I'm afraid I'm a sucker for all this. I don't know enough about nuclear physics to judge whether thorium is quite as wonderful as the evangelists make out, but there is such a buzz about it that it's hard not to get excited about the possibilities, especially as I feel so bleak about so many of the other options facing us. Hell, thorium even has its own skeptic, Arjun Makhjani, who makes nit-picking points about why it might not be such a great idea. You can hear him debate with Rick Martin here. Somehow, having a tame skeptic makes it all the more believable.

Martin made the telling point that nuclear R&D pretty much ground to a halt after Weinberg was sacked from his job by Nixon in 1973. Then, after the Three Mile Island accident in 1979, it all just froze up. Nuclear power went right out of fashion and no young grad student worth their salt ever considered dedicating their life to nuclear research. Renewables were just so much more fashionable. But now it's changed. Martin said the current situation reminds him of Silicon Valley c 1980 when there was IBM who were everything in computing and all these little start-ups with very different visions of what might happen.

This tacitly acknowledges that thorium lifters are not the only nuclear game changers in town and that there are other vision of where we could go with nuclear slowly gathering momentum, notably the travelling wave reactors which are being backed by Bill Gates. There are other designs too - known generically as 4th Generation Reactors. And let's not ignore the €10 billion being spent on the experimental Iter fusion reactor in France.

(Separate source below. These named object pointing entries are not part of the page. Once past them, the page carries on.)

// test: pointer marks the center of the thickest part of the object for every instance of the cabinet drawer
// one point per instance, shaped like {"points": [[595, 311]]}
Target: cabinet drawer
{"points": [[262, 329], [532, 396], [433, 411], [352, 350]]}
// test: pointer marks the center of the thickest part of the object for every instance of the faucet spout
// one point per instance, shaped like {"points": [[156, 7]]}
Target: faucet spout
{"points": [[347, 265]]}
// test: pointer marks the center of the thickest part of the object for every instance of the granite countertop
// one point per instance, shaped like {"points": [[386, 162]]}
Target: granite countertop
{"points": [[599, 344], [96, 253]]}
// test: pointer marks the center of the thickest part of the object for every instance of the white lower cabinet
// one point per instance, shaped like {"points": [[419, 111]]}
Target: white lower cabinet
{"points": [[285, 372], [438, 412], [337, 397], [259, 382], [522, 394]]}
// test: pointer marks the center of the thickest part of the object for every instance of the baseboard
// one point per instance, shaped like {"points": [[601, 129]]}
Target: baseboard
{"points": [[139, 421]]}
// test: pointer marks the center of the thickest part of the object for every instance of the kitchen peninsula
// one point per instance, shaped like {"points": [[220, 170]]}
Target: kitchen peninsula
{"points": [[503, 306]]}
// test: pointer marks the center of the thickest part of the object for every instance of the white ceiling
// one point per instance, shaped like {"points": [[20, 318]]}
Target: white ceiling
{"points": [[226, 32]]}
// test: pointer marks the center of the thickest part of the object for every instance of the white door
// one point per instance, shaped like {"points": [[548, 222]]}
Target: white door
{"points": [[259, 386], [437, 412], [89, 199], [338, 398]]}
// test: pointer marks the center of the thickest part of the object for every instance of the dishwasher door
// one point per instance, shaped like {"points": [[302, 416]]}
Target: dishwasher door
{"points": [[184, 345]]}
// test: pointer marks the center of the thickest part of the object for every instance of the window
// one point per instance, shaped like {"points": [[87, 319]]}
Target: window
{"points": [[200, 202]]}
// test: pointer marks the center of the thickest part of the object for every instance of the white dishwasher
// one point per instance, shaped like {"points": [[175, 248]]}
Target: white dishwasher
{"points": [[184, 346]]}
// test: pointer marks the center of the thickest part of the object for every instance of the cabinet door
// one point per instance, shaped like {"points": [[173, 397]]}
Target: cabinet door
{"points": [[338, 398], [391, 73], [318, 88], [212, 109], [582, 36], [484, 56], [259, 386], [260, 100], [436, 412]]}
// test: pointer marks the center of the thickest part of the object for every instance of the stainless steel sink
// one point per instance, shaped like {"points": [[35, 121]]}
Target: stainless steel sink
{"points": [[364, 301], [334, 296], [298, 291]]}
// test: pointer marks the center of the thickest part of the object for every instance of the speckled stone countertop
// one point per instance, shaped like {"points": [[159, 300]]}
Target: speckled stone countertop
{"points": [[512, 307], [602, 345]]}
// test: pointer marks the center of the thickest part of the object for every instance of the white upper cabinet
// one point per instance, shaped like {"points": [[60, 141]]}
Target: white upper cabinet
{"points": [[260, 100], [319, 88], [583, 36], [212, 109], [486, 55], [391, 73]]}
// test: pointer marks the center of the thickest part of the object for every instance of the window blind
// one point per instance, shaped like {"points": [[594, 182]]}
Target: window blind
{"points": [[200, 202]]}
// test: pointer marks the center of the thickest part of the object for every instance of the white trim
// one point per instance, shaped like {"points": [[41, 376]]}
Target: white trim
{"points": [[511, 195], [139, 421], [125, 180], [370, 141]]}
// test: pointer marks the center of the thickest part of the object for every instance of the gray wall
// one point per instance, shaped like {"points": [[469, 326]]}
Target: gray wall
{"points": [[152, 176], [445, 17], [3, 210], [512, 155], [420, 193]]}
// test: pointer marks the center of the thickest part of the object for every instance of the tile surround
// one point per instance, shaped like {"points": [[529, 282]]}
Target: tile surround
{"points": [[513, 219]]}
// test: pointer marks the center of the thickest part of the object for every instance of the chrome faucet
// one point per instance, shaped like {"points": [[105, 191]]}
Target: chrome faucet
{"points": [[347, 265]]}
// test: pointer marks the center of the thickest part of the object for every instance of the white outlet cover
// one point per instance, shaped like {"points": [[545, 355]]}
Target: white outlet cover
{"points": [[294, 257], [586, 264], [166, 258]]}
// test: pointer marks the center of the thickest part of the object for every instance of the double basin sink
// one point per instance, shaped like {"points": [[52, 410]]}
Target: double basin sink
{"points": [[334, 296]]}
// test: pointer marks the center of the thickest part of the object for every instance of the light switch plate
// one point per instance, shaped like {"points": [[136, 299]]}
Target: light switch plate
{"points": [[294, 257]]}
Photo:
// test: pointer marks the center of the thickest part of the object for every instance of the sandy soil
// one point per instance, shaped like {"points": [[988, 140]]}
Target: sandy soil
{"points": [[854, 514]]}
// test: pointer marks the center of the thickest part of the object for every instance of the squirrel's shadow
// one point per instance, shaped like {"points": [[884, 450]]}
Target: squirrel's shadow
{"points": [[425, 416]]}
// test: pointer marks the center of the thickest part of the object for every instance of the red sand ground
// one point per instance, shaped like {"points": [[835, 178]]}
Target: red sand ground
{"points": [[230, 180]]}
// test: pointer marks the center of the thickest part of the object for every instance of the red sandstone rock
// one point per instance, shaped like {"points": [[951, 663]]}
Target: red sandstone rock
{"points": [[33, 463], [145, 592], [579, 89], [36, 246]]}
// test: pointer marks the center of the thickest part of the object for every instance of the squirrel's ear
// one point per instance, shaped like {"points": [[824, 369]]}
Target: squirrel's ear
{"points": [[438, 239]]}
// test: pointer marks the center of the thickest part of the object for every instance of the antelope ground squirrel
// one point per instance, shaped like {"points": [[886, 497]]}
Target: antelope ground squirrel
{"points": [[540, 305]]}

After decades in a semi-moribund state, nuclear research has once again come alive, promising solutions to many of the age-old issues that have dogged the industry. But to date it's only thorium and its lifters that seems to get evangelists excited. It's hard to know quite why this is but I feel that in large part it's because of the back story of how the initial research was shelved and forgotten and how it's been unearthed by an unlikely, non-establishment hero. There is a touch of the fairy tale here, a touch of magic. Nuclear power badly needed re-branding and Kirk Sorensen may just be the man to do it.